When $\sin x=0$ this definition won't work. We get at least a continuous function here if we follow common convention and set $\sin(0)^0=0^0=1$ but $\sin(n\pi)^{n\pi} = 0^{n\pi}=0$ for every positive integer $n$.

Answer 2

We generalize the logarithm to be $$ \log x=\log|x|+i\theta, $$ where $\theta=0$ if $x>0$ and $\theta=\pi$, when $x<0$.

It is $\log(\sin x)=\log|\sin(x)|+i\theta$, where $\theta=0$ if $x\in(2k\pi,2k\pi+\pi)=D_1(k)$, $k\in\textbf{Z}$ and $\theta=\pi$ if $x\in(2k\pi+\pi,2k\pi+2\pi)=D_2(k)$.

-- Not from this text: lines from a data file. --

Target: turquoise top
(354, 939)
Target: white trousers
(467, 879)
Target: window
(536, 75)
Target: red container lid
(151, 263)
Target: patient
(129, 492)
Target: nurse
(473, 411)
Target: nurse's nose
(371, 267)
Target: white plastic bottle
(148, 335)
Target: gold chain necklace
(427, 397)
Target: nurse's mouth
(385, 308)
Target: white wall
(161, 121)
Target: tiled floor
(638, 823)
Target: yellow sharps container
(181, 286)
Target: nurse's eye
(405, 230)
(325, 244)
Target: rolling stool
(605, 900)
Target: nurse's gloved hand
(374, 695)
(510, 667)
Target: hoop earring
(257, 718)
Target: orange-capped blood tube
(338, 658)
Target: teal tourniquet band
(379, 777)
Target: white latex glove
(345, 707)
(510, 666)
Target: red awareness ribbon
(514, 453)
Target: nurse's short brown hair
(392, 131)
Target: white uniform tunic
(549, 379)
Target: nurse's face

Hence when $k\neq 0$, we have $$ \sin(x)^x=e^{x\log(\sin x)}=|\sin x|^x\in\textbf{R}\textrm{, if }x\in D_1(k) $$ and $$ \sin(x)^x=e^{x\log(\sin x)}=e^{x\log|\sin x|+ix\pi}=|\sin x|^{x}e^{i\pi x}\textrm{, if }x\in D_2(k) $$

For the case $x\rightarrow 0$, we have

1. When $x\rightarrow 0^{+}$: $$ \frac{2 x}{\pi}<\sin x\leq x\textrm{, }\forall x\in \left(0,\frac{\pi}{4}\right).\tag 1 $$ Hence $$ x\log\left(\frac{2x}{\pi}\right)<x\log\sin x<x \log x\textrm{, }\forall x\in\left(0,\frac{\pi}{4}\right) $$ Hence knowing that $\lim_{x\rightarrow{0}^+}x\log x=0$, we get $$ \lim_{x\rightarrow 0^{+}}x\log\sin x=0.\tag 2 $$ and consequently $$ \lim_{x\rightarrow 0^+}(\sin x)^x=1 $$ 2. When $x\rightarrow 0^{-}$: We have $(\sin x)^x=e^{x\log|\sin x|+ix\pi}=e^{x\log\sin(-x)+ix\pi}\textrm{, }\forall x\in\left(-\frac{\pi}{4},0\right) $ and if we set $h=-x>0$, then $(\sin x)^x=e^{-h\log \sin h-ih\pi}$, $\forall h\in\left(0,\frac{\pi}{4}\right)$. Hence in the same way we get $$ \lim_{x\rightarrow 0^{-}}x\log(|\sin x|)=\lim_{x\rightarrow 0^{-}}x\log(\sin(-x))=-\lim_{h\rightarrow 0^{+}}h\log\sin h=0. $$ and consequently $$ \lim_{x\rightarrow 0^{-}}(\sin x)^x=1 $$ 3. When $x\rightarrow \pi^{+}$, we get that $\lim_{x\rightarrow \pi^{+}}\log\sin x=-\infty$ and consequently $$ \lim_{x\rightarrow \pi^{+}}(\sin x)^x=0. $$ and when $x\rightarrow \pi^{-}$, we get that $\lim_{x\rightarrow \pi^{-}}\log\sin x=-\infty$ and consequently $$ \lim_{x\rightarrow \pi^{-}}(\sin x)^x=0. $$

4. The cases $x\rightarrow 2\pi^{-}$ and $x\rightarrow 2\pi^{+}$ are the same with 3. $$ \lim_{x\rightarrow 2\pi^{+}}(\sin x)^x=\lim_{x\rightarrow 2\pi^{-}}(\sin x)^x=0. $$